In its 10th year, the unique program, suffused with the values of Antioch — including social justice, practical application and academic rigor — continues to draw top students from around the nation and make a name for itself as a pioneer in the field.

“The Ph.D. has at least tripled my perspective on the work of leadership development and organizational change,” said Martha Miser, a 2011 graduate of the program who came to commencement from her home in Boston. Miser was the global head of leadership and change for ING Bank before she started the program, and craved to bring a social justice perspective on leadership to the corporate world.

“The program made me more socially conscious and I was able to bring that into the work I do know,” said Miser, who completed a thesis that challenged the assumption of economic growth.

While Harvard’s leadership program recommends that students not work while in their program and, in admitting students, prioritizes test scores over work experience, Antioch honors the skills of practitioners and encourages the application of theory, Miser said. Laurien Alexandre, the program director, explained this difference at an information session for prospective students last week.

“It’s designed for people who are … curious about aspects of leadership and change — not just as a theory but how it applies in practice,” Alexandre said. “You tell us what you care about in leadership and change and we guide that.”

For example, Julie Johnson, who graduated on Saturday, studied museum leadership while at the same time working at a science museum in St. Paul, Minn.
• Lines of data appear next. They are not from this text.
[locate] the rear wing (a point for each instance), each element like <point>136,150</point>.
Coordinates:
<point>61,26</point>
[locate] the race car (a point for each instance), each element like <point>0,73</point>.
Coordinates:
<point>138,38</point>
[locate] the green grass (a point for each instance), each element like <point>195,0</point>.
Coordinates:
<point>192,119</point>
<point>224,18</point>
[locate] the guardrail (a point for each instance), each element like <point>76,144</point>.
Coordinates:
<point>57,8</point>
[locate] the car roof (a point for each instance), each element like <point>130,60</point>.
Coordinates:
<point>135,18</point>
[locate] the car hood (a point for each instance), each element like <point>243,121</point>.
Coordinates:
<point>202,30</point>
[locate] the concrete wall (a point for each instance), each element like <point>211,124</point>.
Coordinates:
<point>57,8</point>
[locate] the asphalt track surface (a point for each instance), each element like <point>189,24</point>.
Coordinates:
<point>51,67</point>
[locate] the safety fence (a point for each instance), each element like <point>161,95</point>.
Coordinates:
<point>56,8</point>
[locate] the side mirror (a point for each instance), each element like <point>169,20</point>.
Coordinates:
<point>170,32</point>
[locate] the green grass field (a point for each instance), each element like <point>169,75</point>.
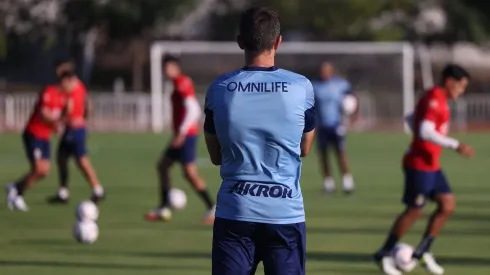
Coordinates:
<point>342,231</point>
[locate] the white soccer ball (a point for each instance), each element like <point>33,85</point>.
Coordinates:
<point>402,255</point>
<point>349,104</point>
<point>87,211</point>
<point>86,232</point>
<point>178,198</point>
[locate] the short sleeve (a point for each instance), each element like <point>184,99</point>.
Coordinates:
<point>310,113</point>
<point>47,99</point>
<point>209,113</point>
<point>185,87</point>
<point>347,88</point>
<point>432,109</point>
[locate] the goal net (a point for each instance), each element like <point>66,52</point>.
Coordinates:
<point>381,74</point>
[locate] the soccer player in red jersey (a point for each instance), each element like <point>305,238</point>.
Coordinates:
<point>186,115</point>
<point>73,142</point>
<point>424,178</point>
<point>36,137</point>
“[The program] acknowledges that practitioners have knowledge that’s useful as a place to start rather than telling us to forget everything that we know,” she said. Johnson, who completed a thesis on museum leadership, has already been asked to join the faculty at a Getty Leadership Institute program for museum leaders.

This year’s graduating class represented a broad array of fields, from education and nonprofit organizations to the business world and military. Colonel Brent French, a military reservist, said he almost quit the program when he was deployed to Afghanistan two years ago, but ended up using it as an opportunity to complete a thesis on the reentry experiences of military reservists.

More than 100 people have graduated from the program, according to Alexandre, and the program has a far higher graduation rate than most doctoral programs. While a 50 percent graduation rate is typical, the Antioch program boasts a more than 75 percent graduation rate. Alexandre credits the low-residency model, where academic cohorts get together four times each year at different Antioch University campuses, in creating a strong learning community.

There are also no grades, and no courses. Instead students demonstrate learning by completing assignments, also called “learning achievements.” The program is interdisciplinary, with 10 dedicated full-time faculty members in a variety of fields. And leadership theories tend to be broad, encompassing feminist theories and community-focused leadership as opposed to a fixation on the “executive leadership role,” Alexandre said.

Dee Giffin Flaherty, a 2006 graduate who travelled from Pittsburgh to attend commencement, said she chose Antioch’s Ph.D. program because it was unlike other “Ph.D. programs in-a-box” and wasn’t about “jumping through hoops” to graduate.

“You’re changing the world while you’re learning the scholarship of that change,” she said.

The program is also quite diverse, Alexandre said. About 50 percent of the students in the program are people of color or international students. This year’s graduates hail from 12 states, Canada and the United Arab Emirates.

Owing to its Antiochian characteristics, the doctoral program was recently praised by an external review team that called the program a “national model.”

“It is once again placing Antioch University at the forefront of innovation, leadership, and change,” the report states. “Moreover, the Ph.D. program serves as a model for experimentation in innovation within the university itself, having a highly successful model as measured by student satisfaction as well as degree retention and completion.”

Antioch University, headquartered in Yellow Springs, has five campuses across the nation delivering education for adult learners, including local campus Antioch University Midwest.